Tuesday, January 19, 2010

My Dinosaur Life Review

A little over two years since their last release, the Minneapolis pop-punk powerhouse group, Motion City Soundtrack, returns with a bang. Mark Hoppus of Blink-182 has returned to the producer seat, having also previously worked with the group on their sophomore album, Commit This To Memory. Onto their newest creation, entitled My Dinosaur Life. What does that mean? I have no idea, but it sounds pretty rad. Nevertheless, ladies and gentlemen, I give you My Dinosaur Life.

The moment the drums and guitar really kick in on the first track, Worker Bee, you know this is a new band. They've strayed from the synth-pop sound of their previous albums into a more stripped down sound, emphasizing the instruments and Justin Pierre's voice over the Moog. His deeper, more focused vocals add an almost mature sound to the album; however cheesy some of the lyrics may be. A perfect example of said vocals come in on the second track, A Lifeless Ordinary (Need A Little Help). He switches between a low, almost melancholy tone to a higher, more emotionally driven sound seamlessly.

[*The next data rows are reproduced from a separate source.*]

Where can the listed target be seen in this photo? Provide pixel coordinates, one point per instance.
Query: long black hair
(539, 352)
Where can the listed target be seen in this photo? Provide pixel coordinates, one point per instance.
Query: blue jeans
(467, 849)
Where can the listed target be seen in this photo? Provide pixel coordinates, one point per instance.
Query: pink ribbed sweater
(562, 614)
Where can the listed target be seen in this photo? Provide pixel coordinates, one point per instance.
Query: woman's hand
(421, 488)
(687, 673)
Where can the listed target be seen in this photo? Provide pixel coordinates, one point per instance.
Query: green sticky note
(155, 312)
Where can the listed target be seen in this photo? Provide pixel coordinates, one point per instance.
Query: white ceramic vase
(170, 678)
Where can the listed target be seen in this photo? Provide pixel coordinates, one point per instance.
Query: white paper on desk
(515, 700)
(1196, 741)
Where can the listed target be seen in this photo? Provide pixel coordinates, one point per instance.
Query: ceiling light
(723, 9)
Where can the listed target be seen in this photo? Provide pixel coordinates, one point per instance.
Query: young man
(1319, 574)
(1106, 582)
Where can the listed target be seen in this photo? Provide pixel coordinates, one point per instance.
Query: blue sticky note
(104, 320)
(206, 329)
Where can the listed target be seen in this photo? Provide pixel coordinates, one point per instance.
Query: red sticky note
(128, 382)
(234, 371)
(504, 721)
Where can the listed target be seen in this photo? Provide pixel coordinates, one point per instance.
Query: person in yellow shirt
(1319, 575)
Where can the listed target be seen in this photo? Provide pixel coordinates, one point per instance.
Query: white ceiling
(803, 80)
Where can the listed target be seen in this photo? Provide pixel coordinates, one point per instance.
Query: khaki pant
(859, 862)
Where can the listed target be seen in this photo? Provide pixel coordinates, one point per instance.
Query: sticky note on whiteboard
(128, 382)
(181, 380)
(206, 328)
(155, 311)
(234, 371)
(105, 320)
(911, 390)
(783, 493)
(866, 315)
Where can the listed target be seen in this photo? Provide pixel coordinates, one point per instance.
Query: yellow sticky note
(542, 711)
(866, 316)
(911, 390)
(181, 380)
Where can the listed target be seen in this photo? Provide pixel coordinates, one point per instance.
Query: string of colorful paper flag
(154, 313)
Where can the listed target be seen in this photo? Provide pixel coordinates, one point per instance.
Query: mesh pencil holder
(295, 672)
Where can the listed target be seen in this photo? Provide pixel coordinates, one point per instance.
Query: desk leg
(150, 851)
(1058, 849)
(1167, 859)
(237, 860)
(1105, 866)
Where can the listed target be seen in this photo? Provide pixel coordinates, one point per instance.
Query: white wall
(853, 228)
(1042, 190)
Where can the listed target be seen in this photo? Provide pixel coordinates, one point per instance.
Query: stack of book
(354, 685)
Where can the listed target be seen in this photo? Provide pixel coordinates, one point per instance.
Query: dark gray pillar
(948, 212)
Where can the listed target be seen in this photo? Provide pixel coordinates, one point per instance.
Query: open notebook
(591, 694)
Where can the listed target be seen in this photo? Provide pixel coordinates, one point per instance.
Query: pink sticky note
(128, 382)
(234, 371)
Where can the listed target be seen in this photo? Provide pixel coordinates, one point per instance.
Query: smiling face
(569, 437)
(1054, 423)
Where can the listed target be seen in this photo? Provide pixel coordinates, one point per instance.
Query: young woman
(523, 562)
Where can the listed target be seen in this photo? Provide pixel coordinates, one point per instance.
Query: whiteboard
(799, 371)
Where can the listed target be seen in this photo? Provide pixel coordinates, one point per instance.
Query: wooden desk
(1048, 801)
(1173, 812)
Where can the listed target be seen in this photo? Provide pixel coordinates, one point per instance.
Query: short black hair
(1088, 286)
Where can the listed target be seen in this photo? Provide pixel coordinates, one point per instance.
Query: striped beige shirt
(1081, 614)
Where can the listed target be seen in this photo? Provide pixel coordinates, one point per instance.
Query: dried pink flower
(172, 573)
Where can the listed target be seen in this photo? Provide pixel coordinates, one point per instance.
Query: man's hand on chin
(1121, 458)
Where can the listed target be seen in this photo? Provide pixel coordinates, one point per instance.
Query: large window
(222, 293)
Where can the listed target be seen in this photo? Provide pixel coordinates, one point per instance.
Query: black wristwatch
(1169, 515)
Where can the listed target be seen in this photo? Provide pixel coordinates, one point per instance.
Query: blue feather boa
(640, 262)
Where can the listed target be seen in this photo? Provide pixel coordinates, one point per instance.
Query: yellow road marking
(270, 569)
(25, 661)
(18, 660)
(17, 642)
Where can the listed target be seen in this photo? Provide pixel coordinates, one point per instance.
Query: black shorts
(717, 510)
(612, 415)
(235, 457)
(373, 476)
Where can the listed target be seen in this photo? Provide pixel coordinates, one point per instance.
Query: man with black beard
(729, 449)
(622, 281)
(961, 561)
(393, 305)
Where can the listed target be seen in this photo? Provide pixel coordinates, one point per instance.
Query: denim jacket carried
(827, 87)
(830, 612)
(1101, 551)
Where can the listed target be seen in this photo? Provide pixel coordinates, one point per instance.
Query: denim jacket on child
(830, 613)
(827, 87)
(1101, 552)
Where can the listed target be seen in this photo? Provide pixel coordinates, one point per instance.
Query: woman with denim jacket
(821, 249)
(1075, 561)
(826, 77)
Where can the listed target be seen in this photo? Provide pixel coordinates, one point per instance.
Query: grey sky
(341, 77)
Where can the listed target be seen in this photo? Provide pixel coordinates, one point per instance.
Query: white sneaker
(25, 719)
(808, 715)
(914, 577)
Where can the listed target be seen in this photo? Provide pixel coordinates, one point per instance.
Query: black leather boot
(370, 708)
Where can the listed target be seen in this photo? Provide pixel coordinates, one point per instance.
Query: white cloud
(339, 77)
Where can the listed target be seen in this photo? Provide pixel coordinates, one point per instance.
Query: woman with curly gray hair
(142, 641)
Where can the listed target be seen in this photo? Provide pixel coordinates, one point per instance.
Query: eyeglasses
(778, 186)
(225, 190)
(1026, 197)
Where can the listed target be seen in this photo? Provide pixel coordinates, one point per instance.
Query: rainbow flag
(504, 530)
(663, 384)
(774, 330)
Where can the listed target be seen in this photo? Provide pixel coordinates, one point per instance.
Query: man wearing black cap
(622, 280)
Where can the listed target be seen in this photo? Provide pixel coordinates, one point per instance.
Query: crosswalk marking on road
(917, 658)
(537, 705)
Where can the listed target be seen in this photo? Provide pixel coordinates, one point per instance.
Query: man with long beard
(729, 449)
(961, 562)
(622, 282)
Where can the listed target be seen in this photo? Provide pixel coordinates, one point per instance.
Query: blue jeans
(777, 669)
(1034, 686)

The third track of the album, Her Words Destroyed My Planet, chronicles Justin Pierre's progression through a negative relationship to come out of it better than before. I think song is the essential song that portrays Motion City's progression as a band. This of course doesn't suggest that they've completely abandoned all the things that they've been loved for since their debut album, I Am The Movie. For example, the eighth track of the record, Pulp Fiction, has more keyboards then every other track put together, along with lyrics that I couldn't interpret if I studied them for hours. In essence, the Moog synthesizer is still there, just cleverly hidden.

"Sold my XBOX to Jimmy down the street/ I even quit smoking weed."

If you think you can get by with listening to this album a single time, you're terribly wrong. Nearly every song has catchy elements to it. Whether it is the chorus, the bridge, or just the rhythm, you'll be humming along through 12 tracks of fun music. A fine example of this would be @!#?@!, however you may pronounce that. Even with its silly (And explicit) lyrics, you're still compelled to sing along.

"You all need to leave me and my sensitive homeboys' alone."

My standout favorite would definitely be Stand Too Close. This is obviously a very personal song for Justin. He simply pours himself into the lyrics and his vocals portray just as much emotion. He continues this style in the song Skin and Bones, where he simply questions the meaning behind everything. "What if there's nothing more to me?/I'm just skin and bones, there's no mystery." Everyone has asked that at one point or another, making this song very relatable.

The pace of the record never seems to ease up, always keeping your attention. Just how it started, the album concludes strongly. The Weakends begins with a slow melody and transitions into crashing drums and guitar, and then slows back down as Justin begins singing. This is a fantastic end to the album; another strong, emotional track that Motion City seems to enjoy slipping in every now and then. My Dinosaur Life has your essential Motion City needs, catchy tunes, nerdy but meaningful lyrics, and of course Justin's impressive vocal box. This is an album definitely worth your $10, as well as their previous albums. Motion City Soundtrack never fails to deliver.